America’s most haunted houses

“Tales of horror, glimpses of ghosts and a bevy of cobweb decor — it’s all here” (Riggs, Erika).

Franklin Castle
Cleveland, OH

(Photo credit: Tabitha Kaylee Hawk, aka southerntabitha, on Flickr)

Franklin Castle has both a creepy history as well as a creepy exterior. Home to Hannes Tiedemann, the house was reportedly the site of many vicious murders. Built in 1864, the home has all the makings of a haunted mansion: stone tower and turrets, gargoyles and wrought-iron fencing, not to mention sounds of babies crying, doors slamming and footsteps.

According to the property history, the home was last sold for $260,000 in August 2011. No word yet, if the homeowners are having any eerie experiences.

Whaley House
San Diego, CA

(Photo credit: David Schwartz, aka snabby, on Flickr)

In 1857, an entrepreneurial Thomas Whaley took advantage of a deeply discounted property in San Diego’s Old Town neighborhood that once held the area’s hangings. He tore down the gallows and proceeded to build his Greek Revival brick home.
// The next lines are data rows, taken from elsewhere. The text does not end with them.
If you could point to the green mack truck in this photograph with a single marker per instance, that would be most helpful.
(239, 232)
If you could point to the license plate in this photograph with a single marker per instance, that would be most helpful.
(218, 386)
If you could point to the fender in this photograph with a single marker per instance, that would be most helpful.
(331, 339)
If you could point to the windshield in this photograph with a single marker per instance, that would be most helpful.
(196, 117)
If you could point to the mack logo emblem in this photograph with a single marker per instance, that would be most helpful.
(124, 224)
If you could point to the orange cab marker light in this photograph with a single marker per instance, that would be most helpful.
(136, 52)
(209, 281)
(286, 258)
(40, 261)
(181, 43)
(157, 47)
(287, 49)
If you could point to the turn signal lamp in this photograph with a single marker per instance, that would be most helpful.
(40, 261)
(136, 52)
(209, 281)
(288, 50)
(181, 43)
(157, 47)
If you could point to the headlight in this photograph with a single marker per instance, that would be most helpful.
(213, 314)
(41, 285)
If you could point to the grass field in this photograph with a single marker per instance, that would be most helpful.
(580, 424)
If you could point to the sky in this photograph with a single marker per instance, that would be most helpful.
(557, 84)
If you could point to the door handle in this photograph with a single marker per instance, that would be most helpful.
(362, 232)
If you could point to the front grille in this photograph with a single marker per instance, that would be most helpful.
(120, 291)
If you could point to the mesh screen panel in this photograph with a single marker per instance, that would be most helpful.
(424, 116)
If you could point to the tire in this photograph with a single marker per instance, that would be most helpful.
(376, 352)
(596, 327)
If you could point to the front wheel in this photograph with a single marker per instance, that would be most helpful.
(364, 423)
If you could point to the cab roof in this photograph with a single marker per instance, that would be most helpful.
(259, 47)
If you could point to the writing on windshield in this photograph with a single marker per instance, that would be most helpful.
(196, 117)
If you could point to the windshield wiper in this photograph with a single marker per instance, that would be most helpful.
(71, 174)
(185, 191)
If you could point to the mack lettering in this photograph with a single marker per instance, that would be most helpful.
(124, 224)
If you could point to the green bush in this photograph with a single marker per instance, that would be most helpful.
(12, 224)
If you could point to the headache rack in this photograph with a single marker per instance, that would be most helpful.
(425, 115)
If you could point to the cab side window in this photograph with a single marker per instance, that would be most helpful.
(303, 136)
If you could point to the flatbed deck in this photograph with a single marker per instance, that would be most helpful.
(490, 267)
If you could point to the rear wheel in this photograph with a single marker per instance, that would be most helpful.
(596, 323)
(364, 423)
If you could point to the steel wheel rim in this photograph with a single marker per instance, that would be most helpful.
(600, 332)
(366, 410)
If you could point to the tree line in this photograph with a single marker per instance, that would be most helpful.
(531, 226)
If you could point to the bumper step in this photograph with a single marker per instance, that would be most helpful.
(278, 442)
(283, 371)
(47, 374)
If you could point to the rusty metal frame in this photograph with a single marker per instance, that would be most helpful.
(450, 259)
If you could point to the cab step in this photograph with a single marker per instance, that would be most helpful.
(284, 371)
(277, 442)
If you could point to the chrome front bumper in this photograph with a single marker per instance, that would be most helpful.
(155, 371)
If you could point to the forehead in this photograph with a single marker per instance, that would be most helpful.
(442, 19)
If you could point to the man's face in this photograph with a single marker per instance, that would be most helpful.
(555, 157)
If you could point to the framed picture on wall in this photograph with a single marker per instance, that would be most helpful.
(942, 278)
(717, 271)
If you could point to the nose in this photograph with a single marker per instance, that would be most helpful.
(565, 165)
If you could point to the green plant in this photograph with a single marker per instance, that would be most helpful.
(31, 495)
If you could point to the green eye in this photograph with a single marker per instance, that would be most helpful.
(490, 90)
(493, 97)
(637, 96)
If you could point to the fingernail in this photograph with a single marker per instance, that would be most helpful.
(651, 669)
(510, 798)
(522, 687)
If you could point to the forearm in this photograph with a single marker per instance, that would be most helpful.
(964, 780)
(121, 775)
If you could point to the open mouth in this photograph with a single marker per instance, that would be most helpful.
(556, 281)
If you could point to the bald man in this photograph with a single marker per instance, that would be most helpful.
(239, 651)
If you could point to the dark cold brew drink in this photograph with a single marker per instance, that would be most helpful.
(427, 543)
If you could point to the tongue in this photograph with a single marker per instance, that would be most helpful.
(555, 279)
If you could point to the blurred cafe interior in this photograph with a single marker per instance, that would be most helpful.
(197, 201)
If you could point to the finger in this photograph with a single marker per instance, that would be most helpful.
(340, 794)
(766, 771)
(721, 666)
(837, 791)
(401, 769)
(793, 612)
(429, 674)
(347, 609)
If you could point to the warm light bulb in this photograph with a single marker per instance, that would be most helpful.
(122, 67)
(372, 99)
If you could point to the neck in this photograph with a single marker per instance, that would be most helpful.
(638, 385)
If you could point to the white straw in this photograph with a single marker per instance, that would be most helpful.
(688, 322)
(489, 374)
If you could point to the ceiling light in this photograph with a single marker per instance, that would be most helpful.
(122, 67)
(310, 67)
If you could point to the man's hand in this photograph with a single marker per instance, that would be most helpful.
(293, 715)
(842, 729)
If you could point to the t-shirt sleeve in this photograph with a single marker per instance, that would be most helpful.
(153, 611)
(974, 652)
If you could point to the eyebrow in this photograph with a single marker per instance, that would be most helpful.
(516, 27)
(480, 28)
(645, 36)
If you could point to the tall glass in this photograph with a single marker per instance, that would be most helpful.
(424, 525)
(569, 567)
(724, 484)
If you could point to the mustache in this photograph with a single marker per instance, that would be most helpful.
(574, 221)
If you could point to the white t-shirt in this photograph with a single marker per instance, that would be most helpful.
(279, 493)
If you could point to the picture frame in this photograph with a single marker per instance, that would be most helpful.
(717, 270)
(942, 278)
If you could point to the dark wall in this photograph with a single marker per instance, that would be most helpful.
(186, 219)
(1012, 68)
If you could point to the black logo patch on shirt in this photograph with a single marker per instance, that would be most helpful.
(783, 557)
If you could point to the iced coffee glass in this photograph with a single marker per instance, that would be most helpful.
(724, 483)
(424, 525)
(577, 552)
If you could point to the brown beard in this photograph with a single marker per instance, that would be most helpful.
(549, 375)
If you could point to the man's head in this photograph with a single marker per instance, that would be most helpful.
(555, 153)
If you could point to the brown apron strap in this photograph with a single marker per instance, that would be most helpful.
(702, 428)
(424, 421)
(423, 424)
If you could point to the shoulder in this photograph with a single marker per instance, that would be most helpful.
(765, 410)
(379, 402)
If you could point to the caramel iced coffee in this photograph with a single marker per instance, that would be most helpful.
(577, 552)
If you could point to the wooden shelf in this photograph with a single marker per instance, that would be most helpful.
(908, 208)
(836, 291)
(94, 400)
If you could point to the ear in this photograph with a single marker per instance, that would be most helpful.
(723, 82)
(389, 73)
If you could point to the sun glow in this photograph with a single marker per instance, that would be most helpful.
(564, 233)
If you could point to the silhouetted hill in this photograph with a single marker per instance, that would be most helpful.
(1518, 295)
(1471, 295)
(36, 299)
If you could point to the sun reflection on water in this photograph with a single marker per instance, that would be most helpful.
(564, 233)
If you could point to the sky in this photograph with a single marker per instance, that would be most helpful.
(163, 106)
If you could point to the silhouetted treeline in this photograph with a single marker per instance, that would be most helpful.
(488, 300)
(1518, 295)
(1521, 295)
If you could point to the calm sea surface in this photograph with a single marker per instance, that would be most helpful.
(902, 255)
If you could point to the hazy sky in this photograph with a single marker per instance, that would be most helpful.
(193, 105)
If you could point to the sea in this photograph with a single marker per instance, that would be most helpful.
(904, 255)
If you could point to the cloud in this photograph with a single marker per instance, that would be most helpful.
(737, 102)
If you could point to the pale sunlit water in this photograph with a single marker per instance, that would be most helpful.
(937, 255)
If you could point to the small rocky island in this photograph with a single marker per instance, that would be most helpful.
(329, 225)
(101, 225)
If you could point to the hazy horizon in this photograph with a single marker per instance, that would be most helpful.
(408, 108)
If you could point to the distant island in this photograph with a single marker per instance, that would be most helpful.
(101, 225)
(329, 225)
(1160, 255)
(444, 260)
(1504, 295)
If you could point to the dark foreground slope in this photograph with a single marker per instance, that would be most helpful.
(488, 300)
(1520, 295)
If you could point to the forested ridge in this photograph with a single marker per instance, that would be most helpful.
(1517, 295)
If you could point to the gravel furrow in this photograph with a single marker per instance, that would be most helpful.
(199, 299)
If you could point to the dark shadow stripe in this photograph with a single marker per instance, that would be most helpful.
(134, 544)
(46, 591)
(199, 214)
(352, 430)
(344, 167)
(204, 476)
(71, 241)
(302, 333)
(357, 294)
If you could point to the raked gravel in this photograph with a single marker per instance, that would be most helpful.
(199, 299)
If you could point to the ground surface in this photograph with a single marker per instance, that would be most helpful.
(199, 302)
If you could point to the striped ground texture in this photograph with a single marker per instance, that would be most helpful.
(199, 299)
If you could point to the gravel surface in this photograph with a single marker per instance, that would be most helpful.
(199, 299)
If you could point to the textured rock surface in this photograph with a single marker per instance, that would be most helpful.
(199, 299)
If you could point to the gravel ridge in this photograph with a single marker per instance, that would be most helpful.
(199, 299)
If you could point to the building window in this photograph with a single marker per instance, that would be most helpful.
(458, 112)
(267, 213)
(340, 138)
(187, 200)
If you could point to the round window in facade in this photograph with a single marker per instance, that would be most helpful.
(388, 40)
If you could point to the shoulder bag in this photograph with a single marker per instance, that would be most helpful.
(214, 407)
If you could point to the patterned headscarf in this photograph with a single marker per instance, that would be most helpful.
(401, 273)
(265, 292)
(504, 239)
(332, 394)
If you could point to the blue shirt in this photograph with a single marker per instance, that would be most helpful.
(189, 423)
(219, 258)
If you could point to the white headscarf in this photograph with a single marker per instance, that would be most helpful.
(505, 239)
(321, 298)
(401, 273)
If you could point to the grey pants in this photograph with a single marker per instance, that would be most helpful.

However, soon after Whaley and his family moved in, they reported hearing heavy footsteps moving about the house. Even after the Whaleys moved out, various tenants reported seeing ghosts and hearing the footsteps.

Today the historic home is a museum and is open daily for tourists to see if they too hear and see the ghostly apparitions.


Myrtles Plantation
Saint Francisville, LA

(Photo from Wikipedia Commons)

An antebellum home in a voodoo-rich area of Louisiana is the likely place for a haunted home. Built in 1796, Myrtles Plantation was taken over in 1808 by Clark Woodruff, his wife, Sara, and their three children. According to legend, Woodruff had a relationship with one of his slaves, Chloe, who was jealous of Woodruff’s wife. Story goes that Chloe baked a birthday cake for Sara and the kids, including poisonous oleander leaves in the treat. Sara and two of their children died. Chloe confessed, but fellow slaves retaliated, hanging Chloe and dumping her body in the Mississippi.

Chloe isn’t the only ghost said to haunt Myrtles Plantation. A Civil War solider was murdered on the steps of the home, and an ancient Native American burial ground is said to beneath the house. All this adds up to a home rich in creepy incidences.

McPike Mansion
Alton, IL

(Photo credit: Amanda Baird, aka Black.Doll, on Flickr)

Haunted houses — how about a whole haunted city? Alton claims to be one of the most haunted areas in America and is home to McPike Mansion, which is host to a number of active ghosts.

There’s no specific backstory to the ghostly goings-on, but visitors and residents of the brick manse have claimed to be hugged by an unseen woman, hear the laughter of children and see mysterious mists and orbs of light. As far as hauntings go, not too sinister.

Winchester House

San Jose, CA

Photo credit: Anna Fox, aka HarshLight, on Flickr)

It’s as if original owner Sarah Winchester wanted her home to be haunted. The eccentric widow of William Winchester, founder of Winchester rifles, held nightly seances to gain guidance from spirits and her dead husband for the home’s design. The end result?  A maze-like structure that took 38 years to build and includes twisting and turning hallways, dead ends, secret panels, a window built into a floor, staircases leading to nowhere, doors that open to walls, upside-down columns and rooms built, then intentionally closed off  — all to ward off and confuse evil spirits.

Borden House
Fall River MA

(Photo credit: dbking on Flickr)

This home was the site of one of the most infamous crimes of all time: the murders of Andrew and Abby Borden, reportedly at the hands of Andrew’s daughter Lizzie. As the nursery rhyme goes, Lizzie Borden took an ax and gave both her father and step-mother whacks. However, Lizzie was acquitted and moved out of the home.

The home of the murder still stands in Fall River and operates as a bed-and-breakfast, where guests report seeing Andrew and Abby wandering about.